Celebrar a diversidade cultural é um imperativo para uma cidadania comprometida com os direitos de toda a família humana. Este ano marca os 75 anos da publicação da Declaração Universal dos Direitos Humanos (1948), etapa deveras crucial na consolidação dos princípios de liberdade, justiça e paz, que urge cumprir em todo o mundo. Essa celebração vai muito além do reconhecimento das diferenças; exige também o cultivo da tolerância e do respeito pelas opiniões diversas. Tal abertura é vital para uma sociedade verdadeiramente inclusiva, onde as diversas vozes não só coexistem, mas se enriquecem mutuamente.
Ao olharmos para os enciclopedistas franceses do século XVIII, é notável o contributo fundamental que deram para a disseminação do conhecimento e a promoção do pensamento crítico. Desafiaram conceções seculares, estenderam e democratizaram o conhecimento até então confinado em bibliotecas acessíveis a parcas elites: “Façamos para os séculos futuros o que os séculos passados não fizeram por nós”, escreveu Diderot. Com 28 volumes (17 de artigos e 11 de ilustrações comentadas), mais de 74 mil artigos e mais de 200 colaboradores, o empreendimento, coliderado por D’Alembert, representou uma revolução intelectual excecional, colocando o trabalho do espírito à frente, como um meio de emancipação social. Visando “reunir os conhecimentos dispersos na superfície da Terra”, a Encyclopédie foi para as pessoas daquela época o que a Internet representa, porventura, para os homens e as mulheres do século XXI.
Esta evocação pretende criar uma ligação direta com o nosso tempo, evidenciando a importância do diálogo colaborativo e do respeito pela pluralidade de perspetivas sobre um mesmo assunto. Observa-se, nos últimos dias, uma tendência de radicalização entre estudantes universitários das melhores Escolas mundiais, incapazes de se envolverem em debates com os próprios colegas que têm opiniões diferentes das suas. Num contexto marcado por tumultos e polarização em várias universidades da Europa aos Estados Unidos, reafirmar os valores da democracia e da liberdade de expressão é essencial. Eles devem ser fermento de cidadania ativa, e não de bolhas ideológicas improdutivas. Não podemos subestimar a relevância desses direitos fundamentais, pois são os pilares da nossa coexistência civilizada.
Vivemos numa era saturada de estímulos tecnológicos, onde as mensagens e o sentido são cada vez mais banalizados e descontextualizados. A crescente polarização, alimentada em parte pelas redes sociais, representa uma séria ameaça ao diálogo construtivo. A substituição do contato humano direto e pessoal por interações digitais dificulta ainda mais a curiosidade do outro e a busca por um terreno comum de partilha do sensível no dizer de Jacques Rancière, base para uma compreensão mútua e respeitosa.

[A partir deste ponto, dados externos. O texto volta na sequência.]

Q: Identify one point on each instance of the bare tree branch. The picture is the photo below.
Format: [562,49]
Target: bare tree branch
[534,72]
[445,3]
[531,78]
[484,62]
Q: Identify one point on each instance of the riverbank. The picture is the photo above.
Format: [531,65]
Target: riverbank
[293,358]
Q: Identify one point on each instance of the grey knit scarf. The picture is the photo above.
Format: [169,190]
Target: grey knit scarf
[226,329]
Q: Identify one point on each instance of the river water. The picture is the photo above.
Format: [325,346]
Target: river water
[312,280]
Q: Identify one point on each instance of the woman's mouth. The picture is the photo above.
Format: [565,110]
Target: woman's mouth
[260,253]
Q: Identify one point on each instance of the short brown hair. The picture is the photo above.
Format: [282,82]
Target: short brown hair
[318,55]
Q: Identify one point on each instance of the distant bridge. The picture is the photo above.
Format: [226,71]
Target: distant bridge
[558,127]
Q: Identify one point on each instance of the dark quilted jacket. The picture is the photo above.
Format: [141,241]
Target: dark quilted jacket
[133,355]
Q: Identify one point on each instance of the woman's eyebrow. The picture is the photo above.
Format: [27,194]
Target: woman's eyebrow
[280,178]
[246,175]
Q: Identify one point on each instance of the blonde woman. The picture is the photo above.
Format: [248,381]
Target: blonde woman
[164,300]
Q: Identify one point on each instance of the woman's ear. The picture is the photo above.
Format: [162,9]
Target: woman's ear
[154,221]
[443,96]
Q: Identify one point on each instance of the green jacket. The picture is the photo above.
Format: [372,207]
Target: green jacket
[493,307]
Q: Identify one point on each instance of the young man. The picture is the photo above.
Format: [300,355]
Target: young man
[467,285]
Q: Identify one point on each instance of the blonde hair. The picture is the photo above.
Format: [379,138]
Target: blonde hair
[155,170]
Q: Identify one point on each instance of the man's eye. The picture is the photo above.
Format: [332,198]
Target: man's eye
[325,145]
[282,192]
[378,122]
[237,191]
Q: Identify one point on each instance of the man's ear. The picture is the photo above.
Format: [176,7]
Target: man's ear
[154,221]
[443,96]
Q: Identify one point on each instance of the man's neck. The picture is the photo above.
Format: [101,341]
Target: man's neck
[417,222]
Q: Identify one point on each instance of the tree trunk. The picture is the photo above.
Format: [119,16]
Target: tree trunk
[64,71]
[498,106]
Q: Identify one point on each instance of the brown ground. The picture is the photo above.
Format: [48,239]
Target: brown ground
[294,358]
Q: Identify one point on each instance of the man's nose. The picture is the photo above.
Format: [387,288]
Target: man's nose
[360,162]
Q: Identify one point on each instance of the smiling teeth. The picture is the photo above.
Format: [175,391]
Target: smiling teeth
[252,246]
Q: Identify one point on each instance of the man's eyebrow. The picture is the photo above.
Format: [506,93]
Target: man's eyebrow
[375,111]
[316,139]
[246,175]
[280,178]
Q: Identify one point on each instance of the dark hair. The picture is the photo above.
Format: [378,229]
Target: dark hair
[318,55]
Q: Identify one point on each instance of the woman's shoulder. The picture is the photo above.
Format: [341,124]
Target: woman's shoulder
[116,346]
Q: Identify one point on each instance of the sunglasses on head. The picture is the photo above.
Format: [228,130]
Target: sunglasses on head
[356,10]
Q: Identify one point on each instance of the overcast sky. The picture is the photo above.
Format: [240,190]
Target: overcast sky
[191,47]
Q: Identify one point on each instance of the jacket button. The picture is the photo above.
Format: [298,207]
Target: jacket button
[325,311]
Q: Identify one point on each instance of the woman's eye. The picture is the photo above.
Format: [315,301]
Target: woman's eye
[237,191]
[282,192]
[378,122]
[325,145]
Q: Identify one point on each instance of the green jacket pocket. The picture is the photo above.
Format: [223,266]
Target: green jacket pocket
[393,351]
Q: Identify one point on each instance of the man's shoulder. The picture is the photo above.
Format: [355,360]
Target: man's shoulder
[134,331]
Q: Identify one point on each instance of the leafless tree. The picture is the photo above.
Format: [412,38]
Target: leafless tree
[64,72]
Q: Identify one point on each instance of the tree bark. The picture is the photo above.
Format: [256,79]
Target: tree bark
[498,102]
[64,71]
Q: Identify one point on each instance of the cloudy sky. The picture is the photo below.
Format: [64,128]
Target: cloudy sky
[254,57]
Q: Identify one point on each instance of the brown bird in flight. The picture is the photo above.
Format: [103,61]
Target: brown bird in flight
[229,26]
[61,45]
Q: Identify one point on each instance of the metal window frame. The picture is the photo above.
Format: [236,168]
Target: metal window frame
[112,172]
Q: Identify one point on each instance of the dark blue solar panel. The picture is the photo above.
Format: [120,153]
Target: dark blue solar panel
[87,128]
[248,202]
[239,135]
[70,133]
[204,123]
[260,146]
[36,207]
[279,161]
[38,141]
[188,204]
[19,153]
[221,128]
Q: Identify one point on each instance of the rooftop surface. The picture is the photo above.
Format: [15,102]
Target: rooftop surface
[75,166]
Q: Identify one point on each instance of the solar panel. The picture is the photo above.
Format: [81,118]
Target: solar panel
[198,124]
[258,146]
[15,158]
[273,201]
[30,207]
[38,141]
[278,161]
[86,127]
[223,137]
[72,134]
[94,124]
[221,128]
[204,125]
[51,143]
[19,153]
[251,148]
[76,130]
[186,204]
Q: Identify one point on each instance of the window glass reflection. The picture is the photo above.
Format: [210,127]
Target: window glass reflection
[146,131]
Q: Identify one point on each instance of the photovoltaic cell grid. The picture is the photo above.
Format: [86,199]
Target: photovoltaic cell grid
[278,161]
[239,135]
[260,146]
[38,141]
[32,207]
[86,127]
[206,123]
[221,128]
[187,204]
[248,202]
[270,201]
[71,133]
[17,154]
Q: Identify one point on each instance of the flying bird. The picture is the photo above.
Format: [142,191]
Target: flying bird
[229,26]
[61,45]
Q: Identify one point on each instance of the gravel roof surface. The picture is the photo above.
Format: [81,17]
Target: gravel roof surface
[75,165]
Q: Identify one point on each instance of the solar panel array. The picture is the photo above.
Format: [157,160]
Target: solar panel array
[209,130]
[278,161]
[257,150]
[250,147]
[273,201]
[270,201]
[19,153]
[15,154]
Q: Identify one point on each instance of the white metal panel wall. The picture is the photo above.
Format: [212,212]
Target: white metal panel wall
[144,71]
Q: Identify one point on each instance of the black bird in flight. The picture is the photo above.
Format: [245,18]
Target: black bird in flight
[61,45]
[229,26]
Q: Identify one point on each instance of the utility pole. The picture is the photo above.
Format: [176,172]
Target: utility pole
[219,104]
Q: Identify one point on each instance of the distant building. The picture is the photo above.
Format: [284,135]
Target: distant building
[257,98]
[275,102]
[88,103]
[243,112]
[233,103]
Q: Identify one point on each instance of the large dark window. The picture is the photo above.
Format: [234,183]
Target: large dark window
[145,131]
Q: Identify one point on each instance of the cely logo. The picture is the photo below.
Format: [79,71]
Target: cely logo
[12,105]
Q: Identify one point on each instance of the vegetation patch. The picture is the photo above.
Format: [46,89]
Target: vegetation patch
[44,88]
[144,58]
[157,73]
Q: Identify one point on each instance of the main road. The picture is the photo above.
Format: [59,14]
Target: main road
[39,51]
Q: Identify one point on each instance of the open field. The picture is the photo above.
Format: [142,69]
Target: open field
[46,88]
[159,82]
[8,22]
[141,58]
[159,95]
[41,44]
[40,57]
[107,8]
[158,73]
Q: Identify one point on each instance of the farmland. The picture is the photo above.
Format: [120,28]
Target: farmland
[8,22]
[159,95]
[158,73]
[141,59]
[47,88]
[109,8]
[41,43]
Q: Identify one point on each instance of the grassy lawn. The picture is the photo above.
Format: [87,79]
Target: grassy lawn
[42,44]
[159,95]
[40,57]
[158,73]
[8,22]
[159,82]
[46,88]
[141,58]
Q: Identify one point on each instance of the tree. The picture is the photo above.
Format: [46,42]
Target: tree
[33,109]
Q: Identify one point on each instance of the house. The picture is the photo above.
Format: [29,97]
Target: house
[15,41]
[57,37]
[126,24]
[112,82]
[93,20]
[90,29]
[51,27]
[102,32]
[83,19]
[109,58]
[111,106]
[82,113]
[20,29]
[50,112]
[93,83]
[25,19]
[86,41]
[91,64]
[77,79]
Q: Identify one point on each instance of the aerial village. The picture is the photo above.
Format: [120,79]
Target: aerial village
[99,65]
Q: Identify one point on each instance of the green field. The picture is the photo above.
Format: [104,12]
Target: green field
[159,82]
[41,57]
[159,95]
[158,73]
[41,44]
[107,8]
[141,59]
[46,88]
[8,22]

Face aos enormes desafios que enfrentamos, é crucial mantermos vivos os princípios de tolerância, aceitação e diálogo. Em períodos de crise, mais do que nunca, precisamos uns dos outros, encontrando força na diversidade de perspetivas, na relação e na reciprocidade. Reiterar os valores da democracia e da liberdade de expressão é vital num mundo marcado por conflitos de todas as ordens.

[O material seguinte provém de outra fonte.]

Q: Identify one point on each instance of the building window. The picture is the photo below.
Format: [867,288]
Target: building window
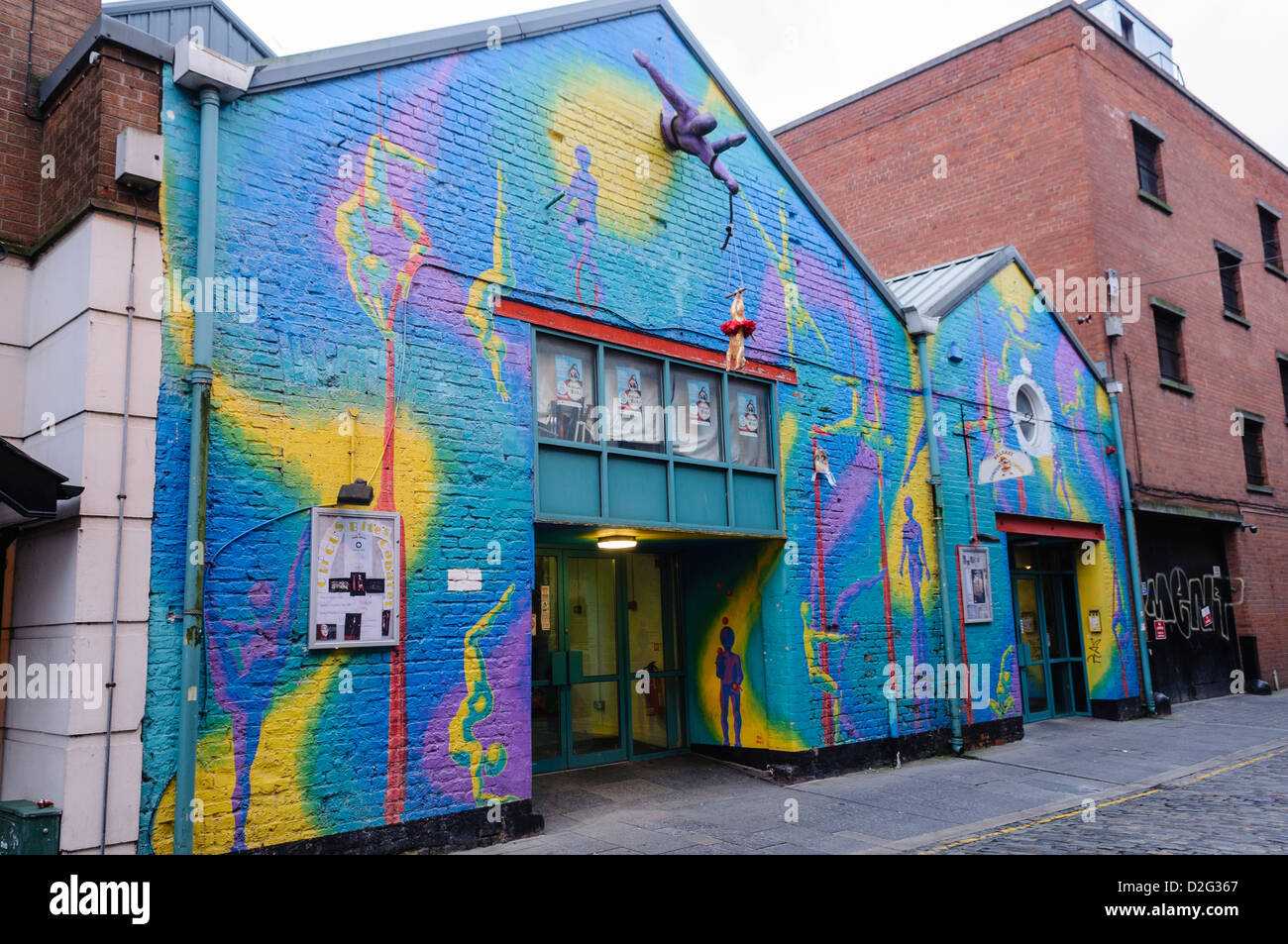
[1128,30]
[1283,378]
[1228,264]
[1149,175]
[1253,451]
[634,439]
[1171,357]
[1270,237]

O diálogo é mais que uma opção; é o antídoto fundamental contra a tirania gerada pela hegemonia algorítmica, e essencial para exercermos os nossos direitos e deveres na e pela diversidade humana
Como escreveu Edouard Glissant: « A diferença não é o que nos separa. É pela diferença que funciona (…) a relação com R maiúsculo ». (L’imaginaire des langues, minha tradução).